On vendredi, les indices américains ont rebondi de manière significative - le Dow a gagné environ 0,65 % - après la publication des données sur l'inflation (PCE), qui ont globalement correspondu aux prévisions et ont donné aux marchés l'espoir d'un assouplissement monétaire ultérieur. En même temps, les initiatives tarifaires présidentielles et la détérioration de la confiance des consommateurs ont réintroduit des éléments de risque politique et de vulnérabilité économique réelle, de sorte que la fête sur le marché boursier avait une nette teinte de prudence.

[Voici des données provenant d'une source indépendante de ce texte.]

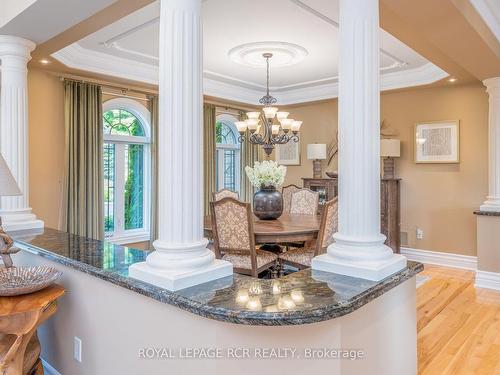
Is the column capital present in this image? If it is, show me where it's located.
[0,35,36,61]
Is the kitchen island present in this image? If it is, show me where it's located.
[12,228,423,375]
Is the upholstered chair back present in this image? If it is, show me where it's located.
[212,189,240,202]
[316,197,339,255]
[290,189,319,215]
[211,198,255,257]
[281,185,301,214]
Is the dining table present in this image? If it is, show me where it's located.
[203,214,321,244]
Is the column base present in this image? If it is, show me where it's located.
[0,208,44,232]
[129,259,233,291]
[311,253,406,281]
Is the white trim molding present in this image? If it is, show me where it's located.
[401,247,477,271]
[474,270,500,290]
[52,43,448,105]
[41,358,62,375]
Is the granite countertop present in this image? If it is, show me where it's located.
[11,228,423,325]
[474,210,500,216]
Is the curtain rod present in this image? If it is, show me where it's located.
[56,73,158,96]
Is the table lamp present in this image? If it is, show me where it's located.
[0,154,22,268]
[307,143,326,178]
[380,139,401,180]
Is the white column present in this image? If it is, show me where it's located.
[312,0,406,280]
[0,35,43,231]
[480,77,500,212]
[130,0,233,290]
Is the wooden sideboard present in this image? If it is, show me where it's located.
[302,177,338,213]
[302,178,401,254]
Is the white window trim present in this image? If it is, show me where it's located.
[215,112,241,192]
[102,98,152,245]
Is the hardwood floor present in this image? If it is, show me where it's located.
[417,265,500,375]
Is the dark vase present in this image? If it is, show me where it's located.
[253,186,283,220]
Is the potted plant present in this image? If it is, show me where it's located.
[245,160,286,220]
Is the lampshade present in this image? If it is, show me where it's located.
[307,143,326,159]
[380,139,400,158]
[0,155,22,196]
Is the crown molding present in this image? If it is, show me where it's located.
[52,43,448,105]
[470,0,500,41]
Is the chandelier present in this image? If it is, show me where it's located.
[235,53,302,156]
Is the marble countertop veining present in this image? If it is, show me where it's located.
[11,228,423,325]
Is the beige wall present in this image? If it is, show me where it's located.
[28,69,64,228]
[285,84,488,255]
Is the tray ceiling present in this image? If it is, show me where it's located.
[53,0,447,104]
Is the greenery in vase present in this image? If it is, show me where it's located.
[245,160,286,189]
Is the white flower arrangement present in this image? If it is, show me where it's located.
[245,160,286,189]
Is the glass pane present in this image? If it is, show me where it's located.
[224,150,236,191]
[125,144,144,230]
[103,143,115,233]
[103,109,145,137]
[215,121,237,144]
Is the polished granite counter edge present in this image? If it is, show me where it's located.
[12,234,423,326]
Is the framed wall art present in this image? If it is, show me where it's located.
[275,141,300,165]
[414,120,460,163]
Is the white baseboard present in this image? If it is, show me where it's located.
[42,358,61,375]
[401,247,477,271]
[474,270,500,290]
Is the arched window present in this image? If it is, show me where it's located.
[215,113,241,191]
[103,98,151,243]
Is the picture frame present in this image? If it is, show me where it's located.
[275,140,300,165]
[413,120,460,164]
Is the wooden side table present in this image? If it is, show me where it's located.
[0,285,65,375]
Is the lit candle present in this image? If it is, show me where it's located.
[262,107,278,119]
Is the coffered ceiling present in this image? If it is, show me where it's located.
[53,0,448,104]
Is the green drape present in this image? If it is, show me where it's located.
[203,103,217,215]
[62,80,104,239]
[148,96,158,244]
[240,112,263,202]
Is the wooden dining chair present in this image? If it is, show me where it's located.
[281,184,302,214]
[212,189,240,202]
[290,188,319,215]
[211,197,278,277]
[279,198,338,269]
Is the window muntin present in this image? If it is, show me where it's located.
[103,104,150,239]
[215,114,241,191]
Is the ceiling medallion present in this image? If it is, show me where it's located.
[228,42,308,68]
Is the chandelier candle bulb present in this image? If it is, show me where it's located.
[292,120,302,134]
[262,107,278,119]
[281,118,293,133]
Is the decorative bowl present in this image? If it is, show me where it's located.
[0,266,62,297]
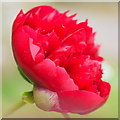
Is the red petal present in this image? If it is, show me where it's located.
[32,59,78,91]
[55,90,108,114]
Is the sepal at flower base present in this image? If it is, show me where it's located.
[22,91,34,104]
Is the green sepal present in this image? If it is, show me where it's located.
[18,67,33,84]
[22,91,34,104]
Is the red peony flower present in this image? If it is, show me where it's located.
[12,6,110,114]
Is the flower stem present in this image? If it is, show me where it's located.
[5,101,26,116]
[62,113,70,120]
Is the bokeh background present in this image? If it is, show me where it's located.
[2,2,118,118]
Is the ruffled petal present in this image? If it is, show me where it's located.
[53,90,108,115]
[32,59,78,91]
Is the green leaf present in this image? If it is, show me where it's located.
[22,91,34,104]
[18,67,33,84]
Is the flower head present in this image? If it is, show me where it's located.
[12,6,110,114]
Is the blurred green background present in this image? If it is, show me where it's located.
[2,2,118,118]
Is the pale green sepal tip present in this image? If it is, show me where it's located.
[22,91,34,104]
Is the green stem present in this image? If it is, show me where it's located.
[62,113,70,120]
[5,101,26,116]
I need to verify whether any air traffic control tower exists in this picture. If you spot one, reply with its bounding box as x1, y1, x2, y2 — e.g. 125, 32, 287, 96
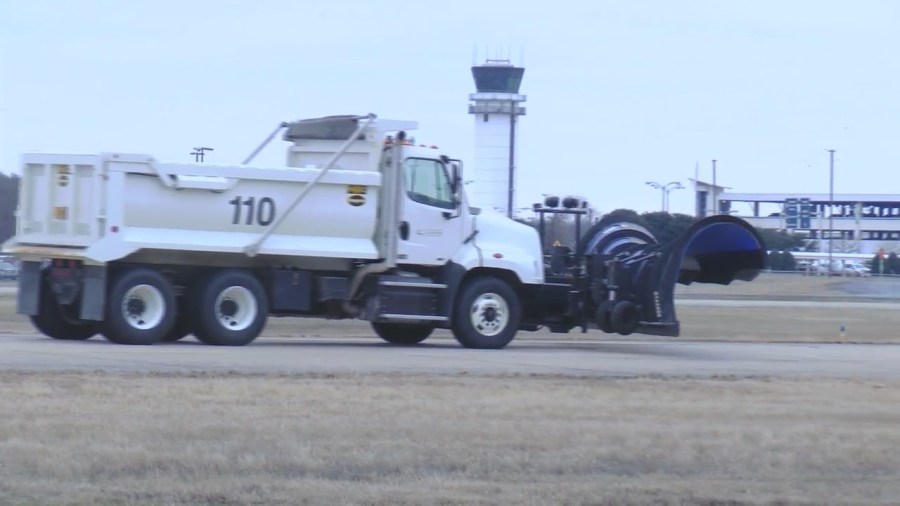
466, 60, 525, 217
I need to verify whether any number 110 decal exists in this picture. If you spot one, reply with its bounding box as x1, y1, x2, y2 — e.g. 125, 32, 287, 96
228, 195, 275, 227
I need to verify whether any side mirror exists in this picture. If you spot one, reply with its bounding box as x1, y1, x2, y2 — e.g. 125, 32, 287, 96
450, 160, 462, 195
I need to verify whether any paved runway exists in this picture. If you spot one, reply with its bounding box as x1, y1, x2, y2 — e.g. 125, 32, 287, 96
0, 334, 900, 378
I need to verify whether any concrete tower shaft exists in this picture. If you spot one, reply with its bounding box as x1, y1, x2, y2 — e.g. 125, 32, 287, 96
467, 60, 525, 217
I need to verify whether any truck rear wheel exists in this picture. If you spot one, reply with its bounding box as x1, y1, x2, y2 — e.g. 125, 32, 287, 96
372, 322, 434, 344
190, 270, 269, 346
30, 285, 99, 341
452, 276, 522, 350
103, 267, 175, 345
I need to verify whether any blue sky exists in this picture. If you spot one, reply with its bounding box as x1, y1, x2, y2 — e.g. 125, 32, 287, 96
0, 0, 900, 213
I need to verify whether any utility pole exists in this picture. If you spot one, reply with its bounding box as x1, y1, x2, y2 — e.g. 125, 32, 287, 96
828, 149, 835, 274
713, 160, 719, 214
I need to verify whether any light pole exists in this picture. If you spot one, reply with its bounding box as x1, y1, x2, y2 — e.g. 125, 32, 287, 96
828, 149, 835, 274
646, 181, 684, 213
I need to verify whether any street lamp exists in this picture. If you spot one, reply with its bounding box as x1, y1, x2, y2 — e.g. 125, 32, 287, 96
646, 181, 684, 213
828, 149, 843, 274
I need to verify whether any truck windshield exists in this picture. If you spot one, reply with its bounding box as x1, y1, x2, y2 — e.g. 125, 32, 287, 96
403, 158, 456, 209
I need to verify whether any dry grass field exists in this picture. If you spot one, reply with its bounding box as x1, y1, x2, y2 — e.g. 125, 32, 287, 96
0, 372, 900, 506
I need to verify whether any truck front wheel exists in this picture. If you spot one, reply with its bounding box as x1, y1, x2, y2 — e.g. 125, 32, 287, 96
452, 277, 522, 350
103, 267, 175, 345
191, 270, 269, 346
372, 322, 434, 344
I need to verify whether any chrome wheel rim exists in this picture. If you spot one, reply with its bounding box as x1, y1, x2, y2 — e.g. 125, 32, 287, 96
122, 285, 166, 330
215, 286, 259, 331
469, 293, 509, 336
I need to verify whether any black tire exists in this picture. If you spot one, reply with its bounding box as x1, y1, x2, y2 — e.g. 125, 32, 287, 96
596, 300, 615, 334
451, 276, 522, 350
29, 284, 100, 341
609, 300, 641, 336
188, 269, 269, 346
103, 267, 176, 345
372, 322, 434, 344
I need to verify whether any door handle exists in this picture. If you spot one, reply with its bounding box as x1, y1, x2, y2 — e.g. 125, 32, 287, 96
400, 221, 409, 241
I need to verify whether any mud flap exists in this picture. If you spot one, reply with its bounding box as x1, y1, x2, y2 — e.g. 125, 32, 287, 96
584, 215, 765, 337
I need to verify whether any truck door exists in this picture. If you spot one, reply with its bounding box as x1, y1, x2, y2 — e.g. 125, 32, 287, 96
397, 158, 464, 265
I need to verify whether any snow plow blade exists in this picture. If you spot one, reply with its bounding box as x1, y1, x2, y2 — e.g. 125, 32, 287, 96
583, 215, 766, 337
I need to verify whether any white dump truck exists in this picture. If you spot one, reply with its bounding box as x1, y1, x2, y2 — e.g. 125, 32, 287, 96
3, 114, 765, 349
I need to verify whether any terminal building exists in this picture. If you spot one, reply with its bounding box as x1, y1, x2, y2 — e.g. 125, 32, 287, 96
691, 179, 900, 255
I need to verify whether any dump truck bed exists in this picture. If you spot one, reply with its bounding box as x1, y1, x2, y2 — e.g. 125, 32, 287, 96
5, 153, 381, 263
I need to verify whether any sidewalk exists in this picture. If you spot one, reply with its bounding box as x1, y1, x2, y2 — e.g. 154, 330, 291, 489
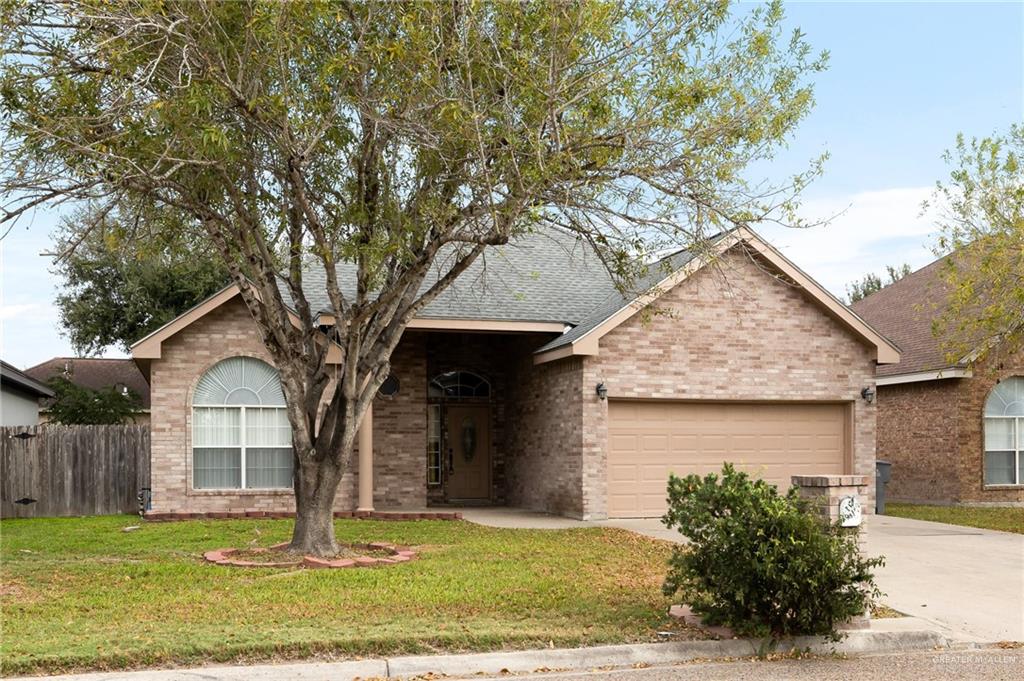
24, 619, 955, 681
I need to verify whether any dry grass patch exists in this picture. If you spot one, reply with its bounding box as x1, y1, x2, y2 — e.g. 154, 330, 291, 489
0, 516, 699, 674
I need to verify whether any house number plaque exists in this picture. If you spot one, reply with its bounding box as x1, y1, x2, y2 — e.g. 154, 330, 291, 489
839, 495, 862, 527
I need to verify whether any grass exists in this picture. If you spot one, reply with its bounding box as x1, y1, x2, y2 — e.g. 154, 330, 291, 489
0, 516, 699, 674
886, 504, 1024, 535
871, 603, 906, 620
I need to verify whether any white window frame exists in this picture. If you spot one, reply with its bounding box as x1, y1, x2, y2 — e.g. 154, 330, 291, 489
981, 415, 1024, 487
188, 355, 295, 494
191, 405, 295, 492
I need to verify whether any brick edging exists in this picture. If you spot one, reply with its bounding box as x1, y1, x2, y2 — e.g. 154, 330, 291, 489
142, 511, 462, 521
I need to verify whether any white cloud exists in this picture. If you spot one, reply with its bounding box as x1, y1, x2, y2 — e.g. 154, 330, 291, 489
0, 303, 41, 322
759, 186, 936, 295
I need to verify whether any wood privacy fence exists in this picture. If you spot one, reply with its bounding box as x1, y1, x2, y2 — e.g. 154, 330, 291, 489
0, 425, 150, 518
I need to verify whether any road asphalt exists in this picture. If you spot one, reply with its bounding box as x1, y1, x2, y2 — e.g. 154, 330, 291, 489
453, 648, 1024, 681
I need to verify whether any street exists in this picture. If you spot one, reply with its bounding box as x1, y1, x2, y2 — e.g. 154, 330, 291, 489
452, 648, 1024, 681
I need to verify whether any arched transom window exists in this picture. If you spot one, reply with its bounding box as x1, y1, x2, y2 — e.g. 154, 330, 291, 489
193, 357, 292, 490
985, 377, 1024, 484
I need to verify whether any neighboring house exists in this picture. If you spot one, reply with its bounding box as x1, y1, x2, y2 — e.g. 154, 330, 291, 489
0, 360, 53, 426
25, 357, 150, 425
852, 258, 1024, 505
125, 229, 899, 518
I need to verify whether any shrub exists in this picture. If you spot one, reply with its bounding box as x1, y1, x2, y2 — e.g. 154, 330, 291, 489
663, 464, 883, 641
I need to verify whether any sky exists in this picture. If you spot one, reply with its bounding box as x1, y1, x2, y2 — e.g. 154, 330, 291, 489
0, 0, 1024, 369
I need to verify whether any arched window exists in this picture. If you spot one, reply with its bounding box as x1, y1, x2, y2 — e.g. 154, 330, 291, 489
985, 377, 1024, 484
427, 371, 490, 398
193, 357, 292, 490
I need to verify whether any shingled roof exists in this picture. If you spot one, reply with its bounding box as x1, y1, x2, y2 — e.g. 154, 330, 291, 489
132, 227, 899, 364
850, 256, 965, 376
25, 357, 150, 409
286, 229, 615, 325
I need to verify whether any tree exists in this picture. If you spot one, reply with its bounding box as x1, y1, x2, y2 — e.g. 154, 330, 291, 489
932, 124, 1024, 361
55, 204, 230, 354
846, 262, 910, 304
0, 0, 825, 554
46, 376, 142, 425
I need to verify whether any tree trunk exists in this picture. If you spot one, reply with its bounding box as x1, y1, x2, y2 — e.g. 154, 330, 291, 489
288, 459, 341, 556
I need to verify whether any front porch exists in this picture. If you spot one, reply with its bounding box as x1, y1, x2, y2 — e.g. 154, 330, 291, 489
353, 331, 577, 512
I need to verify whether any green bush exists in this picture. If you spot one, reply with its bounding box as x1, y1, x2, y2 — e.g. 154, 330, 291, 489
663, 464, 883, 640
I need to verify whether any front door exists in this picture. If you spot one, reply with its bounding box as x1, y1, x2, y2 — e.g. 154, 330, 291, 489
446, 407, 490, 501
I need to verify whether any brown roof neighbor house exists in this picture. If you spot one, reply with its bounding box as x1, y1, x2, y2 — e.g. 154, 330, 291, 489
852, 256, 1024, 505
125, 228, 899, 518
25, 357, 150, 425
0, 359, 53, 426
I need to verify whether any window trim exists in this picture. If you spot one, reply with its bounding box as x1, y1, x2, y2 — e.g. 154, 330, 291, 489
186, 354, 295, 495
188, 405, 295, 493
426, 402, 444, 488
427, 369, 494, 401
981, 413, 1024, 490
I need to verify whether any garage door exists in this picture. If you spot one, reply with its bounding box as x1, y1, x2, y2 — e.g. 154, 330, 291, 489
607, 400, 847, 518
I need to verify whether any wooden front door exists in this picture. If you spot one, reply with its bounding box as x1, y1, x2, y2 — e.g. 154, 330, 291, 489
445, 407, 490, 501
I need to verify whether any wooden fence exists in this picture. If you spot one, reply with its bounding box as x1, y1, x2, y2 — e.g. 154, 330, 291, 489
0, 425, 150, 518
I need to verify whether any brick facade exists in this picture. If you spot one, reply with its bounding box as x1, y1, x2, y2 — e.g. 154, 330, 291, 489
584, 252, 876, 518
508, 354, 587, 518
499, 249, 876, 519
150, 299, 426, 514
878, 339, 1024, 505
151, 246, 888, 518
877, 379, 965, 503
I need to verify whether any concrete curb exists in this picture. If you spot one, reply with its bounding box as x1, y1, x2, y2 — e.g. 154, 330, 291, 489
388, 631, 948, 678
19, 630, 951, 681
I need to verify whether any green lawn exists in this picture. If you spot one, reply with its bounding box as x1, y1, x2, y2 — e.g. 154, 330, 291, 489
0, 516, 699, 674
886, 504, 1024, 535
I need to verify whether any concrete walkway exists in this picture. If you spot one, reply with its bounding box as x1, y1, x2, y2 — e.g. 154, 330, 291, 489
867, 515, 1024, 641
32, 628, 948, 681
463, 508, 1024, 642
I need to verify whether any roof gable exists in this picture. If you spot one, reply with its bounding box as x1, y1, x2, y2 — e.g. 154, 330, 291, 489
25, 357, 150, 409
850, 256, 967, 378
0, 359, 53, 397
534, 227, 900, 364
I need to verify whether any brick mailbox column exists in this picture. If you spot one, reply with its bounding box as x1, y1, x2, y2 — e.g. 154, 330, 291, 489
793, 475, 873, 532
793, 475, 874, 629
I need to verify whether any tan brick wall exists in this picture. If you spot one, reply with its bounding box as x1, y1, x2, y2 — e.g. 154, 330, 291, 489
583, 252, 876, 518
878, 379, 970, 503
151, 299, 426, 513
878, 342, 1024, 505
507, 350, 586, 518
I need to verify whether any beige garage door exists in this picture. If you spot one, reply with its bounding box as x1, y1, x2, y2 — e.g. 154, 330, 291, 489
608, 400, 847, 518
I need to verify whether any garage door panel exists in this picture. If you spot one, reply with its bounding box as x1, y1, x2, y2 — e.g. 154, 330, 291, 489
608, 400, 847, 517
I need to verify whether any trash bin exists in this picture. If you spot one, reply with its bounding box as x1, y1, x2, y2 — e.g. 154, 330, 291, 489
874, 459, 893, 515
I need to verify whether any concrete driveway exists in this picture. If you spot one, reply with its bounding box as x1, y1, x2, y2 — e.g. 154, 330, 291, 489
867, 515, 1024, 642
463, 508, 1024, 642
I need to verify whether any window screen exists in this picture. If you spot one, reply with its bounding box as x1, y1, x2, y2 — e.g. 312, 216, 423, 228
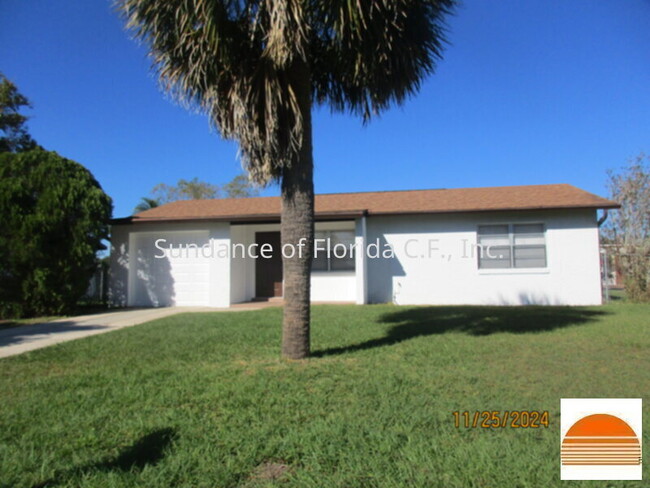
477, 224, 546, 269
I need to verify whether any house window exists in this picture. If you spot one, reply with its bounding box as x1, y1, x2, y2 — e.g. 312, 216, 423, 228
311, 230, 354, 271
478, 224, 546, 269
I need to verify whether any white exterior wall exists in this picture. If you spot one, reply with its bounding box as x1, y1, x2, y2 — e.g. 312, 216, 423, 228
109, 223, 230, 307
367, 210, 601, 305
109, 210, 601, 307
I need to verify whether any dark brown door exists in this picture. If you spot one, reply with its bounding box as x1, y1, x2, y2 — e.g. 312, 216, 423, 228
255, 232, 282, 298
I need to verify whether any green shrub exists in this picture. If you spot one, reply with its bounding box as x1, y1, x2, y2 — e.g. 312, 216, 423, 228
0, 149, 112, 318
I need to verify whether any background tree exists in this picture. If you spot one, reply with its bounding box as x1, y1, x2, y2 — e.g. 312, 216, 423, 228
221, 175, 260, 198
605, 153, 650, 302
133, 197, 160, 213
117, 0, 454, 359
135, 175, 259, 212
0, 73, 37, 152
151, 178, 219, 205
0, 149, 112, 318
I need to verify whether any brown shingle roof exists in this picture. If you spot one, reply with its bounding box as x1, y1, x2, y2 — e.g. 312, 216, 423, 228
114, 184, 619, 223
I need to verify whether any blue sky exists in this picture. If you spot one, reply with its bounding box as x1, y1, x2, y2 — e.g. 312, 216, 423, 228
0, 0, 650, 217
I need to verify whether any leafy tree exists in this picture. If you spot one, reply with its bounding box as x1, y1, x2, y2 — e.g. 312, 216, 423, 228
142, 175, 259, 212
221, 175, 260, 198
0, 73, 37, 153
151, 178, 219, 205
606, 153, 650, 302
117, 0, 455, 359
0, 149, 112, 317
133, 197, 160, 213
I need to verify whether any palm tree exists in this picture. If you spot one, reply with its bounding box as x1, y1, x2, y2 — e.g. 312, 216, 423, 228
117, 0, 455, 359
133, 197, 160, 213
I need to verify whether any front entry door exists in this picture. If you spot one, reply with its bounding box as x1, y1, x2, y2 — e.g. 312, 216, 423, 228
255, 232, 282, 298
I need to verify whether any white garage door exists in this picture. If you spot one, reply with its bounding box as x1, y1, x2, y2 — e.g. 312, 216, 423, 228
129, 231, 210, 307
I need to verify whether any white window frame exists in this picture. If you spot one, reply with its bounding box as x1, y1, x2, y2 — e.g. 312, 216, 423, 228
476, 221, 548, 274
311, 229, 356, 273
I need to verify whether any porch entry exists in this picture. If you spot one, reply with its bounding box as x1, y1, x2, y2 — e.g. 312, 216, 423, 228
255, 232, 282, 298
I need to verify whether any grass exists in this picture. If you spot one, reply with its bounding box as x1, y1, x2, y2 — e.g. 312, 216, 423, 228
0, 303, 650, 488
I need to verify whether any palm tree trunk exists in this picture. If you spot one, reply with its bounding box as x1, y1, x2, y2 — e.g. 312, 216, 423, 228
280, 62, 314, 359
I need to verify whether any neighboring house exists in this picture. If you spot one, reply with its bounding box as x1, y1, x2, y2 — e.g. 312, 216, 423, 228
109, 184, 618, 307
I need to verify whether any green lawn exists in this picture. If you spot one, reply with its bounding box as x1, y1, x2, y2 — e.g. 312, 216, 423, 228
0, 303, 650, 488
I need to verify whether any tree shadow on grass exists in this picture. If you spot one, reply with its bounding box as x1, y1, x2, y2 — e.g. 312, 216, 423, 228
32, 428, 178, 488
313, 306, 607, 357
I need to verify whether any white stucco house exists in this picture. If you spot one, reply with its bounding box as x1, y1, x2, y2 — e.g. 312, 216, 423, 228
109, 184, 618, 307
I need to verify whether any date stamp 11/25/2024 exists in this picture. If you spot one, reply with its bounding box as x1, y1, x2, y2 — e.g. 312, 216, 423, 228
452, 410, 549, 429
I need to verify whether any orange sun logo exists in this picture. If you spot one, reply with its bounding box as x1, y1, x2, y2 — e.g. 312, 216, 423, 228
562, 413, 641, 466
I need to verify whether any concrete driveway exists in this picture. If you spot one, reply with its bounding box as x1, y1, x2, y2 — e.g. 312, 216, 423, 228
0, 307, 217, 358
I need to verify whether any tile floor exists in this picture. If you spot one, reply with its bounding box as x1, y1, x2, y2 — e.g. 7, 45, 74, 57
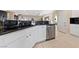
35, 32, 79, 48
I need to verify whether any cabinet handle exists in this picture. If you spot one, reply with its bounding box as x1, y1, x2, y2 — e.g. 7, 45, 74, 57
26, 36, 28, 38
29, 34, 31, 36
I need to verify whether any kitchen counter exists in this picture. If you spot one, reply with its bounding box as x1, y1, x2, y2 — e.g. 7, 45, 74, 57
0, 24, 55, 36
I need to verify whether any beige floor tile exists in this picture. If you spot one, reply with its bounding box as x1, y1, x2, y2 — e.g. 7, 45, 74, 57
35, 32, 79, 48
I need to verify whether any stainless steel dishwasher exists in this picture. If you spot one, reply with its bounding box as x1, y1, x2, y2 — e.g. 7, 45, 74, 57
46, 24, 55, 41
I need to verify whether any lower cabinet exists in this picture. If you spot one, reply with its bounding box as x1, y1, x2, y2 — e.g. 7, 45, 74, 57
1, 25, 46, 48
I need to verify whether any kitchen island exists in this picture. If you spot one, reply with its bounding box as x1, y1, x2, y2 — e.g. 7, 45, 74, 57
0, 24, 55, 48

Vendredi, les indices américains ont fait un rebond notable — le Dow a gagné environ 0,65 % — après la publication des données sur l'inflation (PCE), qui ont globalement coïncidé avec les prévisions et ont donné aux marchés l'espoir d'un assouplissement monétaire futur. En même temps, les initiatives tarifaires présidentielles et la détérioration de la confiance des consommateurs ont ramené des éléments de risque politique et de vulnérabilité économique réelle dans le tableau, de sorte que la fête sur le marché boursier avait une nette teinte de prudence.

À cette macro-scène s'est superposée une politique commerciale stricte de l'administration : les droits de douane annoncés (y compris une mesure sévère contre les produits pharmaceutiques de marque et des droits sur divers biens de consommation) ont remis en question les chaînes d'approvisionnement et la formation des prix. Le marché a perçu cela de manière ambiguë : d'une part, les éventuels redistributions de production aux États-Unis — un effet positif à long terme pour le renouveau industriel ; d'autre part, une pression inévitable sur les prix à la consommation et les coûts des entreprises à court et moyen terme, susceptible de relancer l'inflation ou de limiter l'effet des futurs assouplissements de la Réserve fédérale. La réaction des entreprises pharmaceutiques — des plans rapides d'expansion des capacités de production aux États-Unis — souligne simplement que les entreprises tentent de s'adapter, mais que le coût de cette adaptation sera finalement supporté par le consommateur ou la marge des producteurs.

Un indicateur interne important — le moral des consommateurs — a continué de se détériorer : l'indice de Michigan est tombé à ~55, montrant que les ménages deviennent plus pessimistes quant aux revenus et à l'emploi futurs. Cela signale que même si la consommation montre pour l'instant une résilience (les dépenses personnelles ont augmenté en août), la motivation à dépenser pourrait s'affaiblir si l'effet des tarifs et la hausse des prix se révèlent plus perceptibles. Pour une économie dépendante de la consommation, c'est une combinaison risquée : des prix stables + une confiance en baisse = un ralentissement de la croissance sans « atterrissage en douceur ».

Le marché obligataire et le dollar agissent comme une « voix adulte » : le rendement des obligations du Trésor à 10 ans a augmenté à environ 4,17 % — reflétant d'une part un retrait partiel du scénario de réductions agressives des taux, et d'autre part une prime pour l'incertitude politique et fiscale. Le renforcement du dollar freine une partie du rallye des actifs risqués et complique la situation pour les exportateurs et les marchés émergents. Ainsi, même avec un optimisme concernant d'éventuelles réductions de taux, le déséquilibre réel entre la politique monétaire, la politique fiscale et les chocs du commerce extérieur reste clé.

Il y a aussi un peu de positivisme corporatif : les nouvelles d'un assouplissement de la part de la FAA, qui pourraient accélérer les livraisons d'avions Boeing, ont soutenu le secteur aérospatial et ajouté un optimisme à court terme sur le marché. Cependant, de telles flambées corporatives n'annulent pas le dilemme fondamental — l'assouplissement de la politique monétaire à terme pourrait alimenter les actifs risqués, mais les tarifs et la baisse de l'optimisme des consommateurs pourraient rapidement annuler tout gain en matière de bénéfices.

Dans l'ensemble, le tableau a rappelé aux investisseurs : le marché se négocie actuellement en mode « semi-optimisme ». Les données économiques précises (PCE, emploi, dépenses de consommation) donnent des raisons d'espérer des baisses de taux, mais le risque politique et la structure du commerce mondial créent des irritants externes qui pourraient accélérer le retour de l'inflation ou freiner la demande. Les scénarios sont tous deux possibles — tant la poursuite de la croissance des actifs risqués en cas d'assouplissement de la politique que la correction soudaine, si les tarifs commencent à être répercutés dans les prix des consommateurs finaux et se reflètent dans les données du trimestre suivant. Suivez le PCE et le rapport sur l'emploi — ils décident actuellement du cours du jeu ; et n'oubliez pas le contexte tarifaire : ce n'est pas seulement de la politique, c'est l'impact sur le prix de votre prochaine prescription et de la cuisine.